Spécialement chargé par l'Administration du "Tuyau" de représenter les abonnés des Kommandos, je faisais partie du groupe de prisonniers qui est allé le 2 Novembre dernier, s'incliner devant les tombes des camarades décédés en captivité.
La cérémonie, dont nos lecteurs ont pu trouver le compte-rendu dans le dernier N° du journal a produit, sans aucun doute, une impression profonde sur tous les assistants; mais j'ai cru cependant remarquer que les regards de mes plus proches voisins erraient de tombe en tombe sans qu'aucun de ces petits tertres sertis de lierre ne parvienne à fixer leur attention; bientôt même quelques têtes se tournèrent machinalement vers le superbe panorama que nous offrait la chaîne du Harz! La froide nudité de ce champ de repos soigneusement ratissé, l'alignement rigoureux de ces tombes et des petites croix de bois faisaient fuir ces regards...
ils n'avaient pas trouvé le Bloc de pierre qui, dans tous les temps, a été érigé sur tout coin de terre abritant des dépouilles humaines.
Aussi, lorsque l'aigre bise qui soufflait là-haut eut emporté - dans la direction du camp - les dernières notes de la maîtrise, je ne fus nullement surpris d'entendre poser, dans la plupart des groupes, cette question qui me venait d'ailleurs également aux lèvres: "Pourquoi n'avons nous pas encore élevé de monument à nos Morts?"
Pourquoi cet hommage a-t-il été refusé jusqu'ici à nos malheureux camarades décédés loin des leurs et ensevelis dans la terre d'exil? A Merseburg, où j'ai été interné, une souscription a été ouverte en Décembre 1914 et un monument érigé au début de 1915. Deux ont été élevés à Gardelegen, l'un au cimetière de la ville, l'autre à celui du camp. Altengrabow, Salzwedel, Stendal ont aussi songé à leurs Morts. Seul, Quedlinburg, ce camp où tant d'initiatives heureuses ont cependant déjà été prises, aurait oublié ceux que la Canarde est venue brutalement lui arracher? Je ne pouvais croire à un pareil sacrilège et, de retour à la rédaction du "Tuyau", je suis allé aux renseignements.

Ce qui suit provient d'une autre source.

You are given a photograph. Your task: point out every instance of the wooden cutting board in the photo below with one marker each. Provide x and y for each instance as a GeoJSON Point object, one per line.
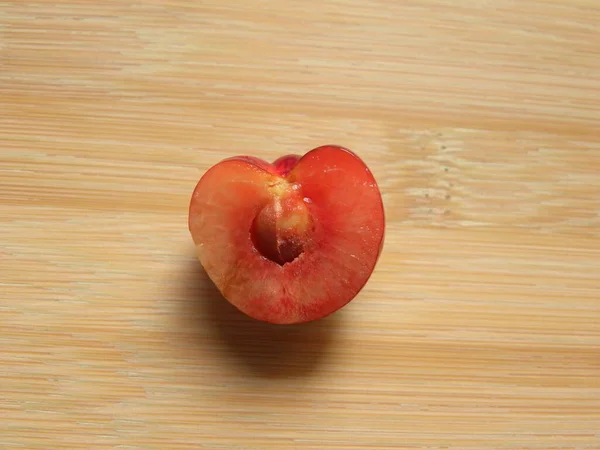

J'ai appris qu'autrefois, l'année dernière, quelques camarades avaient déjà eu la pieuse pensée d'ériger un monument au cimetière de la ville, mais ils ne purent réaliser leur projet, ils se sont heurtés, m'a-t-on dit, à un obstacle insurmontable dont je n'ai pu parvenir, malgré mes recherches, à connaître la nature exacte.
J'aime à croire que la question des dépenses à engager n'a pas été la cause de cet échec, car, bien qu'interné au camp depuis 8 mois seulement, j'ai pu me rendre compte de l'inlassable générosité de mes camarades, les souscriptions dont le produit devait être destiné à aider ceux d'entre nous que la fortune n'a pas favorisés, ont toujours eu le plus brillant succès, l'argent aurait afflué aussi vite à la Caisse destinée à couvrir les frais d'érection d'un mausolée.
Je ne pense pas non plus que l'obstacle soit venu des autorités allemandes qui, j'en suis persuadé (1), sont prêtes à seconder toutes les initiatives de ce genre, ne les ont-elles pas, dans les autres camps, autorisées et même encouragées?
J'ai fait d'autres hypothèses encore, aucune ne tient et surtout aucune ne doit tenir devant notre volonté d'arriver au noble but que nous nous proposons. Nous avons un devoir sacré à remplir, nous n'y faiblirons pas! Il faut que nous agissions sans délia; peut-être nous a-t-on déjà accusés d'oublier nos Morts!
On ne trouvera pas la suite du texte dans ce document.